Experiential Therapy
Experiential therapy describes approaches that work with what is happening in the room, in your body, in your felt experience right now, rather than only through talking about events from your past. The premise is straightforward: insight alone often does not change patterns. Patterns change when something is experienced differently than the way it has been experienced before.
Many of the most painful patterns in a person’s life developed in moments rather than in concepts. The child who learned that closeness was unsafe learned it through repeated experiences, not through reasoning. The way to revise that learning is often also through experience, not only through new ideas.
Emotional learning is encoded differently than facts. You can learn a fact by being told it once. But the deep convictions a person carries about themselves and about relationships; “I am too much”, “closeness is dangerous”, “I have to earn my place”, were not learned as facts. They were learned through lived experience, usually repeated, often early, and they are stored in emotional and bodily memory rather than as ideas. This is why insight so often fails to move them. You can understand exactly where a pattern came from, explain it clearly, even agree it is no longer true, and still feel it run, because the understanding and the pattern are held in different systems.
What does change this kind of learning is new experience that reaches the level where the old learning lives. The nervous system appears to update an emotional memory most readily when that memory is active; brought to life in the present moment, and met, in that same moment, by an experience that contradicts it. Not a new idea about it. A new experience of it. The old expectation gets to be disconfirmed while it is online, and something can revise.
This is why experiential methods work to bring the pattern into the room rather than only discussing it. The pattern has to be live to be worked with. When the part of you that braces for rejection is actually bracing, here, with another person who does not reject, that is the moment something can shift that years of analyzing the pattern from a safe distance could not.

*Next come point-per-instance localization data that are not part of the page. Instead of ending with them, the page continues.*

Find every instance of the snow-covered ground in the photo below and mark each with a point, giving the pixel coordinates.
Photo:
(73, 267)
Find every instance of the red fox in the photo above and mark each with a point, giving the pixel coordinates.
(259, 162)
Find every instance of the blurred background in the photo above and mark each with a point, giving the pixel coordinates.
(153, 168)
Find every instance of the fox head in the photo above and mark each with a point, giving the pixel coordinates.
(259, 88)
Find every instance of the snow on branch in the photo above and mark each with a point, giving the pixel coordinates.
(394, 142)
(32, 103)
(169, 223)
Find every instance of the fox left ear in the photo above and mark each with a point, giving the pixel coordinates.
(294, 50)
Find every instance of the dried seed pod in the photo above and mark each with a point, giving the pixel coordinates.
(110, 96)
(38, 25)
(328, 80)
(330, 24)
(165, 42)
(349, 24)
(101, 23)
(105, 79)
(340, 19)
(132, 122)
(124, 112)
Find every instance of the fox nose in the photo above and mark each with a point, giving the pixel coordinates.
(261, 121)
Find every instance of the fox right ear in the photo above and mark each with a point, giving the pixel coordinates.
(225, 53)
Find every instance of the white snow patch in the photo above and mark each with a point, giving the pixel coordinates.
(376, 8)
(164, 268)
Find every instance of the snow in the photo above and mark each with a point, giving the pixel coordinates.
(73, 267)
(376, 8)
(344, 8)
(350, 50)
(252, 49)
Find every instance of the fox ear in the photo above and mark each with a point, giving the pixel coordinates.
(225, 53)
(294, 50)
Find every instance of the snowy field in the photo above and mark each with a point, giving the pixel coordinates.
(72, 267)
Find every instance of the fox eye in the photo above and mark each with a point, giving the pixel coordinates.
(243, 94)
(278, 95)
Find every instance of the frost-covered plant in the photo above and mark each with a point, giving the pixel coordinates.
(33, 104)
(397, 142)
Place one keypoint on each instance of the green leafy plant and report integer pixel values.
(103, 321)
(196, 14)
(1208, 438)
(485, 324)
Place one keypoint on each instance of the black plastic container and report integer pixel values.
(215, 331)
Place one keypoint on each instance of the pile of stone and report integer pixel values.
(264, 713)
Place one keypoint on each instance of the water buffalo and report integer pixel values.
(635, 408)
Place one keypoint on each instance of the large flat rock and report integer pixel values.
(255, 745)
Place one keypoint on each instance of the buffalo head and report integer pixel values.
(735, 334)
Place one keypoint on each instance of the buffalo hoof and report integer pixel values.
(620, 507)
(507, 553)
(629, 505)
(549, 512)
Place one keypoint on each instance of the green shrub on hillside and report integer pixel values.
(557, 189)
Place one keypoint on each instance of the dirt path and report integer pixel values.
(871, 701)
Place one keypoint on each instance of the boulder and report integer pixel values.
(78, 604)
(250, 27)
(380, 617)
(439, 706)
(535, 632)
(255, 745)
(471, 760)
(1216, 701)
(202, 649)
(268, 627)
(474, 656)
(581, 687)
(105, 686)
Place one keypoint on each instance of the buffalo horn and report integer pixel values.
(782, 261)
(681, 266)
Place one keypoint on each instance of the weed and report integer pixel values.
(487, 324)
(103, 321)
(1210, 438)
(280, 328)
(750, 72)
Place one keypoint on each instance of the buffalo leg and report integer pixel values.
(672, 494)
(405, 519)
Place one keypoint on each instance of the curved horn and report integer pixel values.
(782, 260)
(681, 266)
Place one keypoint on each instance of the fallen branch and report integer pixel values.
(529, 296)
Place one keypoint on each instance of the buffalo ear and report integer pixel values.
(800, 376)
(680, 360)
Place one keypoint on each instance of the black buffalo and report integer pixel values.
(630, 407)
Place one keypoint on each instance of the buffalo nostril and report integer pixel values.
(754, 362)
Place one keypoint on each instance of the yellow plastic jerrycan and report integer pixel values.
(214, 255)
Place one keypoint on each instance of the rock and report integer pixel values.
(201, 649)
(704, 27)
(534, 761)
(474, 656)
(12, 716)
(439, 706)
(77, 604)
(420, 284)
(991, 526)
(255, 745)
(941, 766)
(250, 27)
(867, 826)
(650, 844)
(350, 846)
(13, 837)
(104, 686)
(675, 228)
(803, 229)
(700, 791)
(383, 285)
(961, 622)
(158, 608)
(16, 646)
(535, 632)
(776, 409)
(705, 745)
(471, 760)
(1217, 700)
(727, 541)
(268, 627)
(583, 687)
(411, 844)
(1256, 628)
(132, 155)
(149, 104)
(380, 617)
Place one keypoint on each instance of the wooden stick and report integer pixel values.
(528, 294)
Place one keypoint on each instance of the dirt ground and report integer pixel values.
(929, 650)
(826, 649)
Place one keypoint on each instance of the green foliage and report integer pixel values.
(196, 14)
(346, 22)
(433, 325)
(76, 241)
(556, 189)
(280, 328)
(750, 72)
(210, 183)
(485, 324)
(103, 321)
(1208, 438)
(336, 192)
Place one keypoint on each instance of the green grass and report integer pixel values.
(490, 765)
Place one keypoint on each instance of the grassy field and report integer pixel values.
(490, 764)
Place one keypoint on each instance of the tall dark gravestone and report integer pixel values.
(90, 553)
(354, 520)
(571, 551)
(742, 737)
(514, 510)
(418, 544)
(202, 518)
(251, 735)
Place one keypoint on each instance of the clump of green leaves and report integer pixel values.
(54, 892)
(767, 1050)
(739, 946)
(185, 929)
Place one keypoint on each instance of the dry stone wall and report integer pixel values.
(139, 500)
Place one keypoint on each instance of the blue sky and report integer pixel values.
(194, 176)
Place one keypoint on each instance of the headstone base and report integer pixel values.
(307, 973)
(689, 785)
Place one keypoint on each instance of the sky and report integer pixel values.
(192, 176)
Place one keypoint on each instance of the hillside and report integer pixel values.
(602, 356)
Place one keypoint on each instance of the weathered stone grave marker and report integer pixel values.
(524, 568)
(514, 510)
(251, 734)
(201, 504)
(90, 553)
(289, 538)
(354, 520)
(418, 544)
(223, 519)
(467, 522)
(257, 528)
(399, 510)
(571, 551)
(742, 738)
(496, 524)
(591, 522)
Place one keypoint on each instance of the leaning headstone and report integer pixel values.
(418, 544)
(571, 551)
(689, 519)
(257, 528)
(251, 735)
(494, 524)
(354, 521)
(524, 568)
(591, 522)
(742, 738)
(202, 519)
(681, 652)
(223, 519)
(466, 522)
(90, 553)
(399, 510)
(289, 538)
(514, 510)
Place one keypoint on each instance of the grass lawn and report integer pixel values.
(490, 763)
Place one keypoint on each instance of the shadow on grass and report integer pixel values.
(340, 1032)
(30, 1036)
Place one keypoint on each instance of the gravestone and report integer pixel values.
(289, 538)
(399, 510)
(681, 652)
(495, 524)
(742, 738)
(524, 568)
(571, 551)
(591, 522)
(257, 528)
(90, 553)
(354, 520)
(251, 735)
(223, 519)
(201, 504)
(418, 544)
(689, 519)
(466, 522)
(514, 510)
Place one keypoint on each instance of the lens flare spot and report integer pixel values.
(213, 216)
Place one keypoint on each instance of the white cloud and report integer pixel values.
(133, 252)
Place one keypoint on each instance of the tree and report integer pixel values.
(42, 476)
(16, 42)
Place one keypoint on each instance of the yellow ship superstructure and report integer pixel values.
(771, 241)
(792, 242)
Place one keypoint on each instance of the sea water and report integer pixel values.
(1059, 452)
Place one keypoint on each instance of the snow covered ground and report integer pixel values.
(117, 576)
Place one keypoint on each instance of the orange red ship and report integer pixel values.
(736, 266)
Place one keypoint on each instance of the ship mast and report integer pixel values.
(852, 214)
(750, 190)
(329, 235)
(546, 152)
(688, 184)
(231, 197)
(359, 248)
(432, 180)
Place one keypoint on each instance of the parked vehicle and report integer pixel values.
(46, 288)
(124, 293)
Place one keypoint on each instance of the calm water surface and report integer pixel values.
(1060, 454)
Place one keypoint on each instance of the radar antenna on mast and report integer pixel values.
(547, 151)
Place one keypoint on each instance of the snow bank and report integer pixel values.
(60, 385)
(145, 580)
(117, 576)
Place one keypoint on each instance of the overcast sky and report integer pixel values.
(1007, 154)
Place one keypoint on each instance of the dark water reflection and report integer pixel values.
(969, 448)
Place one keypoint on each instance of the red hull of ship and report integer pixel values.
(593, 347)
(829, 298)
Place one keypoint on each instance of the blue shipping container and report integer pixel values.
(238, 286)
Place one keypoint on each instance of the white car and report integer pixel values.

Some common forms used in our practice:
- Working in the present moment. Paying attention to what is happening in the room right now, including what you are noticing in your body, what is arising emotionally, what is happening between you and the therapist
- Parts work. Engaging directly with different parts of the self that hold different feelings, beliefs, and protective strategies, working with them as they come forward rather than only describing them
- Empty-chair work. Speaking to absent figures, or to parts of yourself, as if they were present, allowing material to surface and shift that would not move through ordinary conversation
- Imagery and visualization. Working with internal images of safety, of resourcing, of difficult moments, of younger selves, in ways that engage the imagination as well as the analytic mind
- Somatic experiencing. Working with what is happening at the body level, including subtle shifts in breath, posture, tension, and sensation, allowing the body to process what it has been carrying
- Role-play and rehearsal. Practicing conversations that need to happen, or that have already happened, with the support of the therapy relationship
- Working with the therapy relationship itself as a place where patterns become visible and where new experience becomes possible
When the work happens at this level, several things become possible:
- Patterns become visible while they are running, which is often the only time they can really be worked with
- The body releases what it has been holding, often before the mind has caught up
- Younger parts of the self get to be met by an older self that did not exist when those parts were formed
- New experience can land at the level where the original learning happened, which is often the level where lasting change occurs
- The relationship between therapist and client becomes a space where ruptures, repairs, attunements, and misattunements all become material for the work
- Emotion that has been intellectualized or held at a distance becomes available to be felt and integrated
Experiential work is not a performance. We do not push you into emotional experiences that are not arising organically. The work moves at the pace your body can actually integrate, which is often slower than the cultural mythology about therapy might suggest.
It also is not a single method. We draw on several different traditions of experiential practice, integrating them with whatever else the work is asking for, including parts work, attachment-based work, EMDR, somatic practice, and more conventional talk.
We hold these methods with attention to their origins, including the lineages they were drawn from, and with awareness that the felt-sense traditions Western clinical practice has drawn on often have older roots in indigenous and ancestral practices that long predate any psychotherapy framework.
What this work can look like at MLC:
- Inviting your attention to what is happening in your body or your felt experience as we talk
- Slowing down at moments when something is moving, rather than moving past it to get to the next thing
- Working with parts of you as they come forward, often the parts you do not usually let be seen
- Working in the therapy relationship when relational patterns become visible, including with care for ruptures and repairs as they happen
- Engaging imagination, image, and the body’s wisdom alongside the analytic mind
- Going at the pace your nervous system can hold, with attention to integration as well as activation
The therapists at MLC use experiential approaches because we have seen what becomes possible when the work moves below the level of language. Talking about a pattern is often not enough to change it. Experiencing something different, even briefly, can begin to shift what years of insight could not move on its own.
We bring this work with care. The room is here for what wants to be felt, said, or seen, including the parts of you that have been waiting a long time to be witnessed.